What’s Your Plan?
Welcome to the start of the year! How are you doing on your New Year’s resolutions? For those of you who select one word for their year – do you remember your word? A few years ago, I shifted from resolutions and one word to making quarterly goals. I was doing really well on my goals last year until August when I took on my new job. My new job was taking a lot of time and energy and I found myself skipping all the goals. So here in the new year, it’s time to get back to focusing on whatever I’ve decided is important. This year I decided I’d work on goals, but for the year not a quarter.
Now before I explain what I’ve decided to do, I need to confess that I’ve never really outgrown my opinion that buying school supplies at the start of the academic year is just fun. Of course, now I call them office supplies. I like good pens and the way they write on different kinds of paper. I like colored tabs, and file folders and hanging files. The place where I have put the most energy over the years is in planners and planning systems. I am always on the look out for a new one, the perfect one.

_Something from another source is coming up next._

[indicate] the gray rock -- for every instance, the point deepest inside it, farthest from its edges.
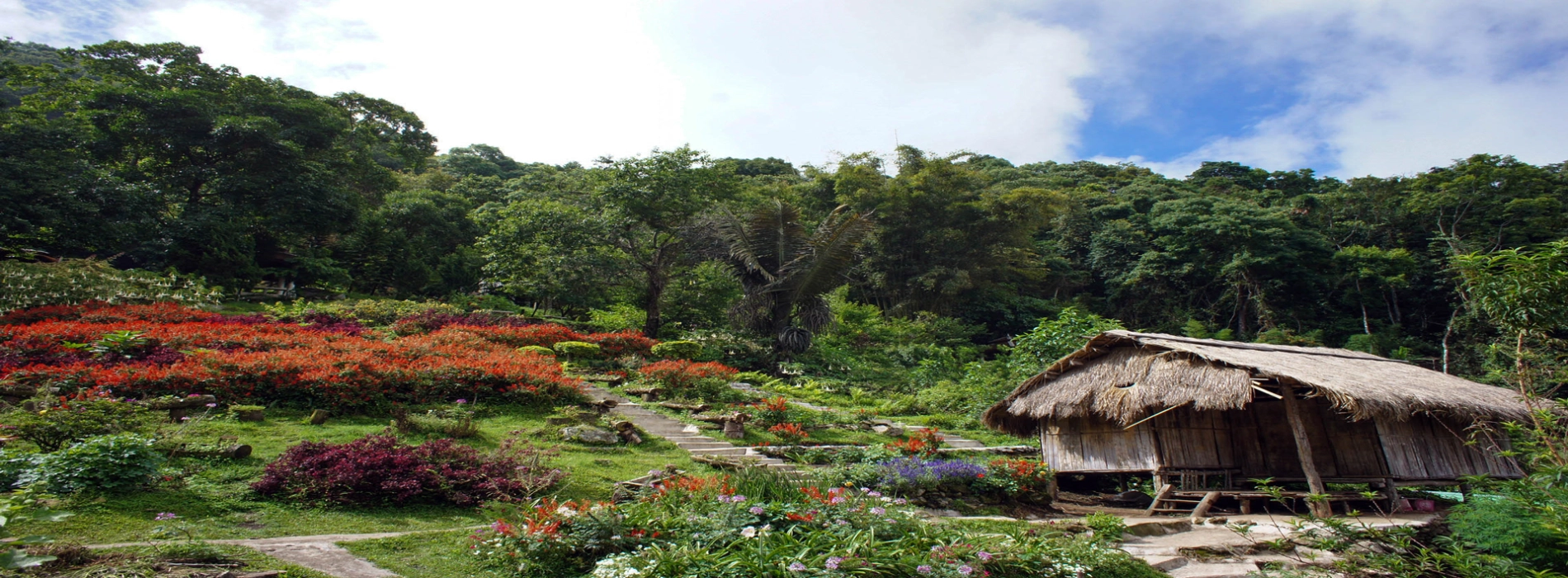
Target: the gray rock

I’ve carried a daily planner since college long before it was a normal behavior, long before academic advisors recommended planners as a tool for student success. Not a lot of choices then. Mine, like my Mom’s had been, was a black soft cover, one page a day, with red edged pages and a red ribbon to mark the page. More than one person told me they thought I carried my Bible around everywhere.
Now, of course there are planners in all colors, all styles, all shapes and sizes. I’ve tried many of them. For several years now, I’ve carried one that’s part of a system that allows me to move pages around and my use of the book has expanded. I keep appointments in it of course, but I also use it to think since I like thinking with a pen in my hand. I use it somewhat as a ‘commonplace book’ to capture quotes, ideas and other odds and ends that catch my attention. I keep track of the books I’ve read and of the various goals I want to spend time and energy on.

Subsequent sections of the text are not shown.